Alfredo Jaar, Teach us to outgrow our madness, 2002
II
Pero urge otros recuerdos que también nos faltan. El cielo azul de aquel once diminuto --representación a escala de las famosas torres-- se oscureció prontamente. Tras el polvo de los escombros, el humo de las bombas. Primero, Afganistán, del que nada sabíamos, salvo que habían detonado unos budas gigantescos y antiquísimos que no hubieran cabido en el Museo Guimet de París. Para tranquilizarnos (entonces, importaba) nos contaron que a las bombas les seguían paquetitos de ayuda humanitaria con mensajes de aliento a la insurgencia. ¿Nos enteraremos algún día qué significó para algún pastún ver caer la muerte desde el cielo seguida de una ración de comida militar y medio litro de agua embotellada?
Después fue Bagdad y Faluya. Recuerdo haber visto en la prensa a Colin Powell ante el Comité de Seguridad de las Naciones Unidas señalando una foto ampliada, tomada por satélite y asegurando, contra toda evidencia y a pesar de las protestas del inspector El-Baradei (Premio Nobel de la Paz, 2005) la localización de los depósitos iraquíes de armas de destrucción masiva. Recuerdo aquella cantaleta sin ton ni son con la que justificaron la lluvia incesante de explosivos que cayó sobre Bagdad el 21 de marzo del 2003. Shock and awe, la llamaron con buen tino, porque al menos yo no he logrado salir nunca del asombro. Cuando sitiaron a Faluya y usaron fósforo blanco contra la población ya habían desistido de ponerle nombres ingeniosos a la barbarie.

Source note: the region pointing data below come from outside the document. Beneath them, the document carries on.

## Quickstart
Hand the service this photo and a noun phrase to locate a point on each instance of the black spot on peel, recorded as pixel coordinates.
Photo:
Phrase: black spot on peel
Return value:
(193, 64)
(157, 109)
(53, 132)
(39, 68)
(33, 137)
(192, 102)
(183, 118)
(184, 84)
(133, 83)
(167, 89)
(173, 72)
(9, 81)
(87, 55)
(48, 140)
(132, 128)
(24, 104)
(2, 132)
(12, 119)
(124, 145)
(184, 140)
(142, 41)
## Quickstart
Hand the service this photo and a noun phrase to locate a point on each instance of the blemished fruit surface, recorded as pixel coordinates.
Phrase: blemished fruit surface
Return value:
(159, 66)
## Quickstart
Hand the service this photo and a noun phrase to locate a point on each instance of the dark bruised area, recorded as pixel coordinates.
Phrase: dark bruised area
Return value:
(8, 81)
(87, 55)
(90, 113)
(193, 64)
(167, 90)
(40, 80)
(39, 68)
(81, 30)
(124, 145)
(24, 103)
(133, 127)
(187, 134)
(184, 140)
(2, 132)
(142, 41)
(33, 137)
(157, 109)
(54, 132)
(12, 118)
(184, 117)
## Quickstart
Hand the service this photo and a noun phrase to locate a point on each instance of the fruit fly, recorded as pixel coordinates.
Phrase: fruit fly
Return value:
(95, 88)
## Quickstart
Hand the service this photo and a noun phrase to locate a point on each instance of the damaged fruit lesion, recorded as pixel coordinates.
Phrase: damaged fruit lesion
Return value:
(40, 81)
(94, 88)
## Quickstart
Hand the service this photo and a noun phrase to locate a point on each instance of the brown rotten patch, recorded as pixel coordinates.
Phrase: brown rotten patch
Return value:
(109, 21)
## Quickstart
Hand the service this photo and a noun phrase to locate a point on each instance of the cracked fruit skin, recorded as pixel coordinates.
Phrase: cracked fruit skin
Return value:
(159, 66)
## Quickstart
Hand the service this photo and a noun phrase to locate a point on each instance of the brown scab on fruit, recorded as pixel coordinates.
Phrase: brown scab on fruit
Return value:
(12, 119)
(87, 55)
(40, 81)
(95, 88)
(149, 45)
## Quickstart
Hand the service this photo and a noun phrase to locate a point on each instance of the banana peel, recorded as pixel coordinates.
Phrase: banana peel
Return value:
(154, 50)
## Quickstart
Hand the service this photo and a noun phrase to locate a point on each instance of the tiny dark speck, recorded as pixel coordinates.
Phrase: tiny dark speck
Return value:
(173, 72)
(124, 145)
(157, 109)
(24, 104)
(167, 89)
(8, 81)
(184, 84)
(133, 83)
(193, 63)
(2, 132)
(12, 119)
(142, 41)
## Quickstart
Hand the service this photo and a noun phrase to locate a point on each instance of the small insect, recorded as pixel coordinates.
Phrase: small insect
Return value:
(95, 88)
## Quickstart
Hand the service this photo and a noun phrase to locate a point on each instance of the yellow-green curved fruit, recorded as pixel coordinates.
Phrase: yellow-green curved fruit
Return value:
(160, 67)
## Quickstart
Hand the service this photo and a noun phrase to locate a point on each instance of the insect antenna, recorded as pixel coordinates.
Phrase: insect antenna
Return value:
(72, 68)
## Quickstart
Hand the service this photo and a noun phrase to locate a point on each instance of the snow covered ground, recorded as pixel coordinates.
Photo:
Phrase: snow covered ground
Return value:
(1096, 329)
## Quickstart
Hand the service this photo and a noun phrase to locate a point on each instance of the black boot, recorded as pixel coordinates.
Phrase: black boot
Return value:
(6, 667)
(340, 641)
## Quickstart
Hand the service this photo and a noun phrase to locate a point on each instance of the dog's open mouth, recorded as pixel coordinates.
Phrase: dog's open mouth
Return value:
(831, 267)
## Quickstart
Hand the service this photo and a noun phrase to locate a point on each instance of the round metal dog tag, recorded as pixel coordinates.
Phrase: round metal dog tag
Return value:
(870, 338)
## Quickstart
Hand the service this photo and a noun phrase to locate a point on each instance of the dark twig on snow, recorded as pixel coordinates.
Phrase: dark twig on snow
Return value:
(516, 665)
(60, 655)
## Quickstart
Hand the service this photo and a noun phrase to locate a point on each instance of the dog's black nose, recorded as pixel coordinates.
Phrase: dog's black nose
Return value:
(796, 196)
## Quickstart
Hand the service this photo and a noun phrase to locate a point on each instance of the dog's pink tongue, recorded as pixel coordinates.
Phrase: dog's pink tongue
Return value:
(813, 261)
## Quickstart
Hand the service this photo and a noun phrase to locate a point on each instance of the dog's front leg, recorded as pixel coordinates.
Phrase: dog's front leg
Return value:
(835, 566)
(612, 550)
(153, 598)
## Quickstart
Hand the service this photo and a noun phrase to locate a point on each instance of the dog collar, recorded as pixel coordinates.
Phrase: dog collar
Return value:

Ya de aquel cielo luminoso de septiembre no van quedando rastros. A par de años de la guerra eternamente inconclusa, un profesor de enfermería de la Universidad de Columbia trató de compartir los hallazgos de una encuesta de hogares que había realizado en Bagdad. Con su equipo de voluntarios pasó semanas preguntando por la composición familiar de cada casa, el número de nacimientos, los fallecidos, si alguno. No sé cómo le abrieron la puerta. Yo habría enmudecido. En noviembre del 2004 publica su trabajo en la revista médica The Lancet. Sugiere una cifra. Habla de al menos 100,000 muertos que hubieran estado vivos si los millones que protestamos en decenas de ciudades del mundo hubiéramos afectado a la distancia el ánimo de los invasores. El Presidente Bush regaña al pobre profesor en público.
En Bagdad no hay nada que contar. No queremos nombres, ni cifras, ni siquiera las fotos de las cajas fúnebres de los estadounidenses caídos. Pero sí hay nombres lúgubres: Halliburton, Black Hawk, Abu-Ghraib. Así se llama la única responsabilidad que asumen a regañadientes. Otras prisiones, escalofriantes aun en el cálido Caribe, aparecen por todos lados. Algunas permanecen intactas. Ni un profesor de derecho, reencarnado como el primer Presidente negro, encuentra un uso legal (de acuerdo al derecho internacional) para Guantánamo.
El pasado puede ser un monstruo en su madriguera de donde salen gritos y estertores, pero la trampa de la historia está tendida. Espera, junto a muchos, otra mañana de septiembre.